The California Air Resources Board has approved a multi-pronged regulation that will significantly reduce NOx emissions from heavy-duty diesel trucks.
The “Heavy-Duty Low NOx Omnibus Regulation” will require manufacturers to comply with tougher emissions standards, overhaul engine testing procedures, and further extend engine warranties to ensure that emissions of NOx (oxides of nitrogen, a key component of smog) are reduced to help California meet federal air quality standards and public health goals.
All components of the new rule will be phased in, allowing engine manufacturers time to prepare for compliance. The NOx standards that engines must meet will be cut to approximately 75% below current standards beginning in 2024, and 90% below current standards in 2027.
Even as California ramps up the numbers of zero-emission electric and fuel-cell trucks on our roads over the next decade and beyond, tens of thousands of new internal combustion trucks will still be sold in our state. This regulation ensures that conventional diesel trucks will run as cleanly as possible at every point in their duty cycle. It takes a significant bite out of smog-forming pollution in every region in the state, and will make a major contribution to cleaning the air in communities close to ports, railyards and distribution centers that are now most heavily impacted by pollution from heavy truck traffic.

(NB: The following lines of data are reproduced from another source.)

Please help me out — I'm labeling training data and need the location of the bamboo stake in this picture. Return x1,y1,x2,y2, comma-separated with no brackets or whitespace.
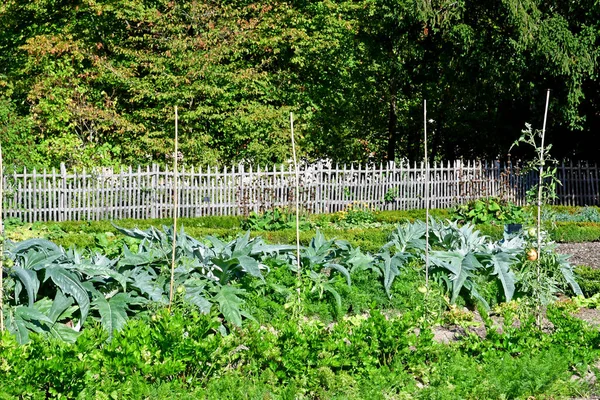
537,90,550,320
0,142,4,331
168,106,179,311
290,112,301,278
424,100,430,288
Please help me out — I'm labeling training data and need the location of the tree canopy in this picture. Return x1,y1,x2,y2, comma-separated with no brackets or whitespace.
1,0,598,169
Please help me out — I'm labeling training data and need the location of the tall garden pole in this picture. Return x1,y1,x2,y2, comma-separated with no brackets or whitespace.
0,142,4,331
168,106,179,312
290,112,301,278
424,100,430,288
537,90,550,316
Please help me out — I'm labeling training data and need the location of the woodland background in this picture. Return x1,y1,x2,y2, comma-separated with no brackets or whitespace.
0,0,598,170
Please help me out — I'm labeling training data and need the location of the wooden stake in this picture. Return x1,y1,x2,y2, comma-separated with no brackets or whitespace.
537,90,550,318
0,142,3,332
168,106,179,311
290,112,301,278
424,100,430,288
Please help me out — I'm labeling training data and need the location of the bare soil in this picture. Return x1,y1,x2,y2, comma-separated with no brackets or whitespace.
557,242,600,269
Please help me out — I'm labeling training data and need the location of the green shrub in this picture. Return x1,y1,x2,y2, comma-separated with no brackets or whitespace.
548,206,600,223
551,222,600,242
2,305,599,399
451,197,529,225
575,265,600,297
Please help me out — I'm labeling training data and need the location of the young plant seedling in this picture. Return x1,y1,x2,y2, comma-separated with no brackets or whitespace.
510,90,557,324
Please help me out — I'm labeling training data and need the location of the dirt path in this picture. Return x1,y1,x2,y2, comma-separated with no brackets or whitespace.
557,242,600,269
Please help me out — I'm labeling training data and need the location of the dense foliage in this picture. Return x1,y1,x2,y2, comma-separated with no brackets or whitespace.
1,305,599,399
0,219,582,344
0,219,599,398
1,0,599,169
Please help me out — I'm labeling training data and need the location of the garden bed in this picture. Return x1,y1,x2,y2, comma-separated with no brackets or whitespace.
558,242,600,269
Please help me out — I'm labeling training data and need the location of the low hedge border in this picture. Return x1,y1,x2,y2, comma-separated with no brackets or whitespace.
6,209,600,250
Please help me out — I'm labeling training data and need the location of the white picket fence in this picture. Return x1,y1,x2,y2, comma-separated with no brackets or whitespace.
1,160,598,223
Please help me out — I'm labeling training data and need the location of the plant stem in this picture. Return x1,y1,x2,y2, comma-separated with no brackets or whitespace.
168,106,179,312
424,100,429,288
0,142,3,332
290,112,301,279
536,89,550,325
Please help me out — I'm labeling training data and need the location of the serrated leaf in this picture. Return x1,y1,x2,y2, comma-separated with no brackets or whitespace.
325,263,351,286
18,250,62,271
15,305,53,325
232,232,251,257
46,290,75,323
214,285,245,327
430,250,481,303
377,252,403,298
184,283,212,314
93,293,130,340
206,236,227,253
487,252,517,302
44,266,91,324
464,280,490,310
47,323,80,343
118,245,164,268
8,239,60,255
6,310,31,344
251,243,296,255
558,255,583,296
112,224,157,241
130,269,167,303
11,267,40,307
324,284,342,316
237,255,263,279
387,221,427,253
345,247,375,273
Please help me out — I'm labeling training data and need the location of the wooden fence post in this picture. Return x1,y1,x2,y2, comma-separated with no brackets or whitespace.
59,163,66,222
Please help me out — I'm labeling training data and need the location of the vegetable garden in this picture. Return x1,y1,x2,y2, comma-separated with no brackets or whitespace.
2,202,600,399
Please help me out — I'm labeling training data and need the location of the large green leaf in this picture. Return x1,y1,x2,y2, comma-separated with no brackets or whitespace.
35,293,80,343
46,290,76,323
236,255,263,279
6,310,31,344
376,252,403,298
130,268,167,303
8,239,61,255
251,243,297,255
47,322,80,343
183,281,212,314
7,305,54,344
118,245,165,268
387,221,427,253
344,246,375,273
325,263,351,286
487,252,517,302
93,293,131,340
11,267,40,307
214,285,246,328
232,231,251,258
44,266,91,326
430,250,481,303
77,264,128,292
15,305,53,325
557,254,583,296
18,250,62,271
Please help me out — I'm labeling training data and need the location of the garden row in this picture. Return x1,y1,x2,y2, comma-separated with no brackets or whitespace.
2,203,600,398
6,204,600,253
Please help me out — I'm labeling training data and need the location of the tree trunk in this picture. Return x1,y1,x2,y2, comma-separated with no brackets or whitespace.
386,79,398,162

—CARB Chair Mary D. Nichols
The regulation is expected to have a significant impact on communities adjacent to railyards, ports and warehouses that typically experience heavy truck traffic. These trucks often idle, move slowly and make frequent stops—all actions that increase NOx emissions. Today’s heavy-duty trucks do not control NOx effectively during such low-load conditions. The new standards will reduce NOx emissions by 90% or more when trucks are operating under these low load real-world operations.
Once it is fully phased in by 2031, the rule is expected to reduce NOx emissions in California by more than 23 tons per day. These NOx reductions are the equivalent of taking 16 million light-duty cars off the road in 2031. (For context, California currently has 26 million registered light duty vehicles).